This is tangential to RaceFail, but it’s an important thing I’ve learned in the past 48 hours. I have often, when trying to discuss racism with other white people, been accused of suffering from “white guilt.” The derogatory implication being that my interest in racial politics – rather than being based on any kind of valid argument, or real ethical or personal commitment – is just some kind of idiosyncratic character flaw, indicative of a weak and gullible constitution. I’ve been concern-trolled, online and in person, with the “just white guilt” line enough times to partly internalize it. I sometimes wonder if my activism is not really about a commitment to racial justice or a desire for my loved ones to be safe and flourish, but rather just a manifestation of some neurotic insecurity…

Today I read a post by Seeking Avalon’s Willow in which she said:

Allies (those who recognize white privilege – and who have sometimes been labelled race traitors and polluters. Or more recently; manipulated, emotionally fragile white people).

And suddenly two-and-two came together in my head. *click!* Within anti-racist movement, we talk about white guilt as a manifestation of privilege, one that white people need to overcome in order to engage meaningfully. But that’s NOT what non-radical white people mean when they say it. It’s no longer as effective to explicitly shame white people for being anti-racist, as with “race traitor” or “polluter.” So, instead, accusations of having “white guilt” are used to make us feel crazy for it, to cause us to doubt our own reasons, commitment and character.

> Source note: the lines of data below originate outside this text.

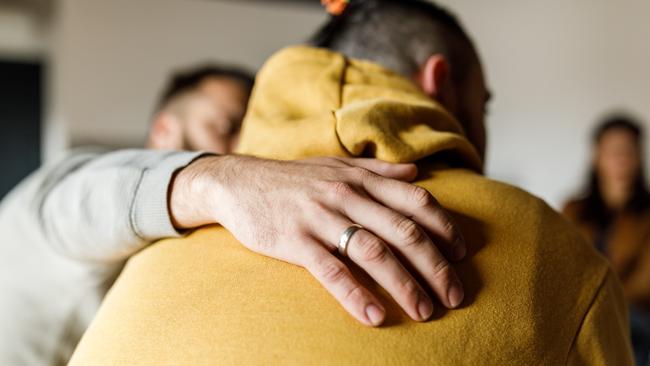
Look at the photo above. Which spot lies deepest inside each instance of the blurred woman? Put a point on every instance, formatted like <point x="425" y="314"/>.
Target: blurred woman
<point x="614" y="215"/>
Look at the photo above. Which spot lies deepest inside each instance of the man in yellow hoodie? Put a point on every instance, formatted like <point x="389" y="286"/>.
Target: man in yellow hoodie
<point x="402" y="84"/>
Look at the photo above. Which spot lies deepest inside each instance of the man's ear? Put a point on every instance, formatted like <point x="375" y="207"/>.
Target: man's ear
<point x="434" y="76"/>
<point x="165" y="132"/>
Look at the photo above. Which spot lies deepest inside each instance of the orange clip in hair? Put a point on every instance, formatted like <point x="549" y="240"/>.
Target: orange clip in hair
<point x="335" y="7"/>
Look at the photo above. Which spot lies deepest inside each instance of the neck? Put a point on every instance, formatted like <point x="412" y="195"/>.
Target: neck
<point x="615" y="193"/>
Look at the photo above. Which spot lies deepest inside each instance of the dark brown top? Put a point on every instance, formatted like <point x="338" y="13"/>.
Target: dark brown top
<point x="626" y="245"/>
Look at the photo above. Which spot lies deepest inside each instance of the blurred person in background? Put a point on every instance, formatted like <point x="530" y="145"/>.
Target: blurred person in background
<point x="614" y="215"/>
<point x="69" y="227"/>
<point x="201" y="110"/>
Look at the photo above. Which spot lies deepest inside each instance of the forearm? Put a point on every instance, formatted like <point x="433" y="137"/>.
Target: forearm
<point x="110" y="206"/>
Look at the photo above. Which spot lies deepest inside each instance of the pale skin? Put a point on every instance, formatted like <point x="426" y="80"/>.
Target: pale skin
<point x="272" y="207"/>
<point x="617" y="160"/>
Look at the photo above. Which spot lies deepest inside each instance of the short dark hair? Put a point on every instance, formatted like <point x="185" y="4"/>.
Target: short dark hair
<point x="186" y="80"/>
<point x="399" y="35"/>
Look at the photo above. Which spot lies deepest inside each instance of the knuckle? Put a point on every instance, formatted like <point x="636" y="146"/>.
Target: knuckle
<point x="372" y="249"/>
<point x="449" y="229"/>
<point x="340" y="190"/>
<point x="332" y="271"/>
<point x="442" y="269"/>
<point x="353" y="294"/>
<point x="409" y="231"/>
<point x="360" y="173"/>
<point x="421" y="197"/>
<point x="410" y="290"/>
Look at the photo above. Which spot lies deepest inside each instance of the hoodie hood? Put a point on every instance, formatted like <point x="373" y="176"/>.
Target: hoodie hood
<point x="314" y="102"/>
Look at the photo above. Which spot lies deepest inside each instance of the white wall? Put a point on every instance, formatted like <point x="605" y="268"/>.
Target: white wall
<point x="554" y="67"/>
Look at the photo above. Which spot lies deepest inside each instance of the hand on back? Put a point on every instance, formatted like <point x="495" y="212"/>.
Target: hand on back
<point x="296" y="211"/>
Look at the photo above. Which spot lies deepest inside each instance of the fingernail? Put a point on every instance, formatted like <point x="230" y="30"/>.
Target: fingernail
<point x="460" y="249"/>
<point x="425" y="308"/>
<point x="375" y="314"/>
<point x="455" y="295"/>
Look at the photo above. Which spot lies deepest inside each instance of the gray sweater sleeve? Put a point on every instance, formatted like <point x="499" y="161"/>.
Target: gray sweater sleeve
<point x="103" y="207"/>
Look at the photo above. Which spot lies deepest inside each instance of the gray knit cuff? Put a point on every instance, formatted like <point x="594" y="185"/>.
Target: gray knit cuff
<point x="150" y="212"/>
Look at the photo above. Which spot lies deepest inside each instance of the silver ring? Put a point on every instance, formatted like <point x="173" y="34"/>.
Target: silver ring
<point x="345" y="238"/>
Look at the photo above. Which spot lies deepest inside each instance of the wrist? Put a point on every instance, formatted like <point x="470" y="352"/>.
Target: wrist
<point x="193" y="193"/>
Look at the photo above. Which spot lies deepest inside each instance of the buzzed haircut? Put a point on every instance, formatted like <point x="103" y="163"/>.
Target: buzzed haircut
<point x="187" y="80"/>
<point x="399" y="35"/>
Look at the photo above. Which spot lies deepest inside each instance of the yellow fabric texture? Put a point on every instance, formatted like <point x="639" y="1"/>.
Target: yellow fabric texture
<point x="536" y="293"/>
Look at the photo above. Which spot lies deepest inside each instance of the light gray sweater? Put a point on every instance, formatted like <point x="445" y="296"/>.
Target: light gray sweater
<point x="65" y="233"/>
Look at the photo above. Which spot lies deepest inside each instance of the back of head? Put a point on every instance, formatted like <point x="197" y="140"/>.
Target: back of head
<point x="399" y="35"/>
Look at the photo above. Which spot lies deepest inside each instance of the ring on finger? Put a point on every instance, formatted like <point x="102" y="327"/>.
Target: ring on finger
<point x="345" y="238"/>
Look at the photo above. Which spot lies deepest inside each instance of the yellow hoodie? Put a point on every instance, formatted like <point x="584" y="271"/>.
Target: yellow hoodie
<point x="536" y="293"/>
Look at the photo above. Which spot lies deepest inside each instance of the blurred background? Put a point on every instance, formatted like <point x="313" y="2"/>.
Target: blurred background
<point x="79" y="72"/>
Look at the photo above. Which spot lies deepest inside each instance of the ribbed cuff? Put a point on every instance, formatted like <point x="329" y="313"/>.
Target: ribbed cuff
<point x="150" y="212"/>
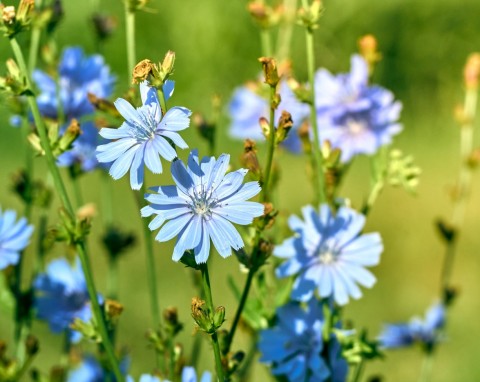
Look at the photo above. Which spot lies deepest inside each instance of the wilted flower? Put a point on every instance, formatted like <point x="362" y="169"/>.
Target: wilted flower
<point x="202" y="205"/>
<point x="294" y="345"/>
<point x="328" y="254"/>
<point x="425" y="332"/>
<point x="143" y="137"/>
<point x="78" y="76"/>
<point x="61" y="296"/>
<point x="353" y="116"/>
<point x="247" y="107"/>
<point x="14" y="237"/>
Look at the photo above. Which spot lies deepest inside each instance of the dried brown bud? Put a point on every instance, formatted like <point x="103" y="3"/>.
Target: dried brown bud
<point x="142" y="70"/>
<point x="8" y="14"/>
<point x="471" y="73"/>
<point x="270" y="72"/>
<point x="113" y="309"/>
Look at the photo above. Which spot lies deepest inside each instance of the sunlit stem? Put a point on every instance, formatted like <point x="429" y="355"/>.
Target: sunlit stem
<point x="463" y="186"/>
<point x="61" y="191"/>
<point x="210" y="306"/>
<point x="271" y="149"/>
<point x="130" y="37"/>
<point x="318" y="175"/>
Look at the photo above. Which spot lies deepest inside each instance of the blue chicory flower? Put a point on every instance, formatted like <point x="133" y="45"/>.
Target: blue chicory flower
<point x="293" y="347"/>
<point x="61" y="296"/>
<point x="202" y="205"/>
<point x="425" y="332"/>
<point x="83" y="151"/>
<point x="328" y="254"/>
<point x="353" y="116"/>
<point x="143" y="137"/>
<point x="14" y="237"/>
<point x="78" y="76"/>
<point x="246" y="108"/>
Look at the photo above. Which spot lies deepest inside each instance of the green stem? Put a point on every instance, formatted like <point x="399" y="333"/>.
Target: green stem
<point x="426" y="370"/>
<point x="319" y="180"/>
<point x="61" y="190"/>
<point x="241" y="306"/>
<point x="209" y="300"/>
<point x="271" y="149"/>
<point x="130" y="38"/>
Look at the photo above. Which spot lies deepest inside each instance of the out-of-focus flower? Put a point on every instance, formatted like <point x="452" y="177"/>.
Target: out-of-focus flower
<point x="426" y="332"/>
<point x="61" y="296"/>
<point x="294" y="345"/>
<point x="78" y="76"/>
<point x="83" y="151"/>
<point x="329" y="254"/>
<point x="202" y="205"/>
<point x="247" y="107"/>
<point x="14" y="237"/>
<point x="353" y="116"/>
<point x="142" y="138"/>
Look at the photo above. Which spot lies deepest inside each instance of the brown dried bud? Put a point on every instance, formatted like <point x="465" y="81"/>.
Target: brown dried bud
<point x="8" y="14"/>
<point x="270" y="72"/>
<point x="113" y="309"/>
<point x="471" y="73"/>
<point x="285" y="123"/>
<point x="249" y="158"/>
<point x="142" y="70"/>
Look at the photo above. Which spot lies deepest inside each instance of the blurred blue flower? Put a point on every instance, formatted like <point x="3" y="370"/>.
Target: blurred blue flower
<point x="202" y="205"/>
<point x="425" y="332"/>
<point x="14" y="237"/>
<point x="143" y="137"/>
<point x="329" y="254"/>
<point x="189" y="375"/>
<point x="89" y="370"/>
<point x="294" y="346"/>
<point x="246" y="108"/>
<point x="83" y="151"/>
<point x="61" y="296"/>
<point x="78" y="76"/>
<point x="353" y="116"/>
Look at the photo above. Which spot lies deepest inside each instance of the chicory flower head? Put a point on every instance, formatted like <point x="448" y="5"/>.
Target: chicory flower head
<point x="247" y="107"/>
<point x="353" y="116"/>
<point x="14" y="237"/>
<point x="426" y="332"/>
<point x="294" y="345"/>
<point x="143" y="137"/>
<point x="202" y="205"/>
<point x="78" y="76"/>
<point x="329" y="254"/>
<point x="61" y="296"/>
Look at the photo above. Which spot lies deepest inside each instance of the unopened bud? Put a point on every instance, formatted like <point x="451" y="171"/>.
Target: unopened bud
<point x="270" y="72"/>
<point x="285" y="123"/>
<point x="264" y="126"/>
<point x="142" y="70"/>
<point x="8" y="14"/>
<point x="471" y="73"/>
<point x="32" y="345"/>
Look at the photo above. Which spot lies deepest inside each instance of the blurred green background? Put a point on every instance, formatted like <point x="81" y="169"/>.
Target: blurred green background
<point x="424" y="45"/>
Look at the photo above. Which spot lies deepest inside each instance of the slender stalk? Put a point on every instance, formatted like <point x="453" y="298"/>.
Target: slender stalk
<point x="209" y="300"/>
<point x="130" y="37"/>
<point x="319" y="180"/>
<point x="464" y="184"/>
<point x="241" y="305"/>
<point x="426" y="370"/>
<point x="61" y="190"/>
<point x="271" y="149"/>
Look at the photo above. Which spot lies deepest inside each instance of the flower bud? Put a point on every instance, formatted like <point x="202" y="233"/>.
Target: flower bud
<point x="285" y="123"/>
<point x="471" y="73"/>
<point x="270" y="72"/>
<point x="142" y="71"/>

Like most people raised in this messed up society, I do have a plethora of neuroses and insecurities. I can’t claim that they don’t impact my activism because they impact my whole life, of which my activism is a big part. And yes, I do feel white guilt sometimes. But it’s the kind that’s important to work through. It’s not the kind that, merely by existing, magically negates my real reasons for caring about racial justice. And finally understanding, thanks to Willow’s comment, that those two things are different allows me to say the latter with confidence.

Without the fear that one day my inexplicably (but obviously!) neurotic weird white guilt might unexpectedly and suddenly disappear, taking with it all my drive to keep fighting racism and turning me into a Strong ‘n’ Steady Normal White Person Who Can Easily Resist That Silly Reverse-Racist Dogma… Well, let’s just say I feel a lot more hopeful about confronting my actual white guilt and dealing with it in a constructive way.

March 17, 2009

Filed under: Uncategorized — thirdxlucky @ 1:59 pm

Also. (Okay, I lied.) Also. What is up with all these people talking about how this isn’t a productive discussion, and this is the wrong way to go about this, and nothing is coming out of it, and oh isn’t it tragic(ally annoying)?

Is it as simple as White People on the Side of Right telling POC, “We’d listen if you people just used a different tone?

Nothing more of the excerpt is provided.